The International Court of Justice (ICJ) at The Hague is to be asked to enact “provisional” measures that would ask Myanmar to stop deadly violence against the country’s Rohingya Muslim minority.
Gambia, which has lodged a case with the ICJ to implicate Myanmar in genocide against the community, will be urging the court to enable a restraining order against Myanmar before official hearings could begin.
The plea would be presented to the 16-member panel of judges at the tribunal, which serves as the United Nations’ inter-state arbitration mechanism, on December 10, Reuters reported on Friday. The hearings are expected to go underway next year.
Rohingya Muslims, recognized by the UN as the world’s most persecuted minority group, are denied Myanmarese citizenship as the country’s leadership brands them as illegal immigrants from neighboring Bangladesh, which, for its part, says they are from Myanmar.
A military crackdown that began in 2016 saw thousands of the Muslims being killed, injured, arbitrarily arrested, or raped by Myanmarese soldiers and Buddhist mobs.
After the initiation of the military campaign that the UN has said was perpetrated with “genocidal intent,” more than 730,000 members of the minority fled Myanmar’s northwestern state of Rakhine to Bangladesh. They have largely been camped in the country’s southern district of Cox’s Bazar in squalid conditions.

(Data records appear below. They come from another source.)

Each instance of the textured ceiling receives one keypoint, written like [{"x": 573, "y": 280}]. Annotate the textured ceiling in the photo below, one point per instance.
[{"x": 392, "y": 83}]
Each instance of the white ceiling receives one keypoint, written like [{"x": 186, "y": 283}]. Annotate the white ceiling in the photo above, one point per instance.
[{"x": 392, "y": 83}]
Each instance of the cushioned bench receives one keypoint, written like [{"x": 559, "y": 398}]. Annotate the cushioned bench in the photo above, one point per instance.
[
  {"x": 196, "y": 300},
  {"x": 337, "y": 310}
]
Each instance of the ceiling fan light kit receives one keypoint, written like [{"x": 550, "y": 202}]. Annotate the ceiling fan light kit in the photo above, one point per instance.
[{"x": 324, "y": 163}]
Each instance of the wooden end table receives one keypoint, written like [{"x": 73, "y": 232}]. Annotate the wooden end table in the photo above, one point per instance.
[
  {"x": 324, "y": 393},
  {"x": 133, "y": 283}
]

The office of Myanmar’s ruler Aung San Suu Kyi, meanwhile, said she would personally lead her country’s defense at the ICJ. Myanmar’s legal team is expected to argue that genocide did not occur, that the top UN court lacks jurisdiction, and that the case fails to meet a requirement that a dispute exists between Myanmar and Gambia.
Suu Kyi has come under heavy international criticism for her refusal to even condemn the widely-reported bloody violence targeting the Muslims.

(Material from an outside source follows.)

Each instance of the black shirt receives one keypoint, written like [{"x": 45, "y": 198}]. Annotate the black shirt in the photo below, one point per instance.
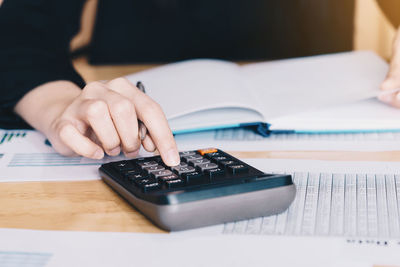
[{"x": 34, "y": 49}]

“Our Rohingya communities are waiting for the resolution of ICJ. We hope that something will change after ICJ,” said Mohammed Nowkhim, a Rohingya refugee in Bangladesh.
“Our remaining villagers decided that we can’t stay any more. If we stay they will kill us. So we gathered in one place and started our journey to Bangladesh,” he told Reuters, describing why he and others had escaped Rakhine.
Commenting on the scale of the upcoming legal proceedings at the UN court, Richard Dicker, head of the international justice program at New York-based Human Rights Watch, said, “It’s difficult to overstate the importance of what is unfolding at the ICJ.” “The global significance lies in that this is the first time the Genocide Convention has been put to use in the way its framers intended,” he added.